Unlike V3’s focus on doing more with less, Engram focuses on doing more with massive external memory. While Deepseek v3 was a big negative catalyst for the AI trade last year, ironically, we think DeepSeek V4 (likely released before the lunar new year) will showcase the Engram architecture and act as a positive catalyst for the memory trade.

This has a doubly positive effect as it also helps defuse the “China Capacity” bear case. Because the Engram architecture allows labs to substitute restricted HBM with commodity memory to bypass sanctions, it wouldn’t surprise us to see aggressive adoption by Chinese hyperscalers. This creates a massive internal sink for domestic DRAM and NAND output (CXMT/YMTC), absorbing the very supply that bears feared would flood the global market.

Third, let’s look at why this confluence is happening right now. Two words: Claude Code. We are at a transition from ‘State-less Chatbots’ (which forget everything) to the ‘After Claude Code’ (’ACCel’) era of ‘State-full Agents’ (which maintain a persistent workspace).

While English text is somewhat repetitive, code is extensively repetitive. Think about what Clade Code does: it tries to fix a bug, fails, reads the error, tries again, edits a file, runs a test. This requires “Long-Term Working Memory.” BlueField/Engram allows this “Working Memory” to live on the DPU/NAND layer. This means an Agent can have a “Session State” that lasts for days without consuming expensive GPU HBM.

Even with SNDK up +100% YTD, we think the market isn’t fully grasping the implication of the announcements of the first three weeks of the year, largely going under the radar among the generalist community, and even some specialists. We really don’t hear many HFs owning this stock. While consensus views this as a standard cyclical memory trade, we see a massive architectural shift. The demand signals from Bluefield, Engram, and Claude Code/AI Agents represent a step-function change, not just continuation. SNDK now has the trifecta of cyclical + secular + structural tailwinds.

The memory narrative was already the cleanest in Tech, (even more so after INTC’s underwhelming print). The scarcity value of a clean narrative has already driven flows to the memory trade and we think these changes continue drive $ to these names. In this context, Mark Liu’s insider buy at MU on Friday with MU at all-time highs makes perfect sense — he gets the magnitude of this architectural shift.

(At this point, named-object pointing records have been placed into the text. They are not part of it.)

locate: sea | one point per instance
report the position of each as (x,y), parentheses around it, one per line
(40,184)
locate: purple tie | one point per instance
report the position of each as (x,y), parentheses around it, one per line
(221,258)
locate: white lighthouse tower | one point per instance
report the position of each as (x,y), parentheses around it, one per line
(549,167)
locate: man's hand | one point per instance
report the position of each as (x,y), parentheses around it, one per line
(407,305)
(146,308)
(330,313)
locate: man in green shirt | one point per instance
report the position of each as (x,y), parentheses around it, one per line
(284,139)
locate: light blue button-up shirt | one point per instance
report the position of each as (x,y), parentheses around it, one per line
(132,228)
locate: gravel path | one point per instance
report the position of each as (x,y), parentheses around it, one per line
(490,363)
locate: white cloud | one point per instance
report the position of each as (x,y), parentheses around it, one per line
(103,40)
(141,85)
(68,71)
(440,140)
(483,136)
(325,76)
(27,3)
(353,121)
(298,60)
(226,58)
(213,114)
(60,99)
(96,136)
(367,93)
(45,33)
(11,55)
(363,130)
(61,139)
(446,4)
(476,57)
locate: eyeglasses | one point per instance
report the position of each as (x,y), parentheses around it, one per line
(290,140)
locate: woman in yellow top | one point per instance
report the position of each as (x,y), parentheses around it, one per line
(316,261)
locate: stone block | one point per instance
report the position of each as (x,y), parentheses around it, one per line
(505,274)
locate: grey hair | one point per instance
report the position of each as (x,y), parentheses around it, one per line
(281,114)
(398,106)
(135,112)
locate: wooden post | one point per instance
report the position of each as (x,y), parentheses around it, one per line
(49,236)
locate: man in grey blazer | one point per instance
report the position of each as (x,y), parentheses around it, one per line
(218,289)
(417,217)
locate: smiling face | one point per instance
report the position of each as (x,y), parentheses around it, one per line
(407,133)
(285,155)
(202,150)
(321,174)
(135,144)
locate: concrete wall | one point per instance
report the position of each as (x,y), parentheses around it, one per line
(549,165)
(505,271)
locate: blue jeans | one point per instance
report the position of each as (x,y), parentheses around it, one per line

Bulls here are now talking about $75+ in EPS in CY27 (If you flow through 100% q/q pricing increase, you already get $15-20 run rate quarterly run-rate). Uber bulls I talk to have thrown around a $90-100#. We’re unsure of where SNDK ends up, but like we said in the beginning: we think these changes mark one of the best structural fundamental “rate of changes” that I’ve seen in any industry in such amount of short time. Still, memory is a commodity business and SNDK is a high vol stock: market narratives and price action are unpredictable so we like using a tight stop with ST MAs on a trade like this. That’s how we’re trading this one - to each their own.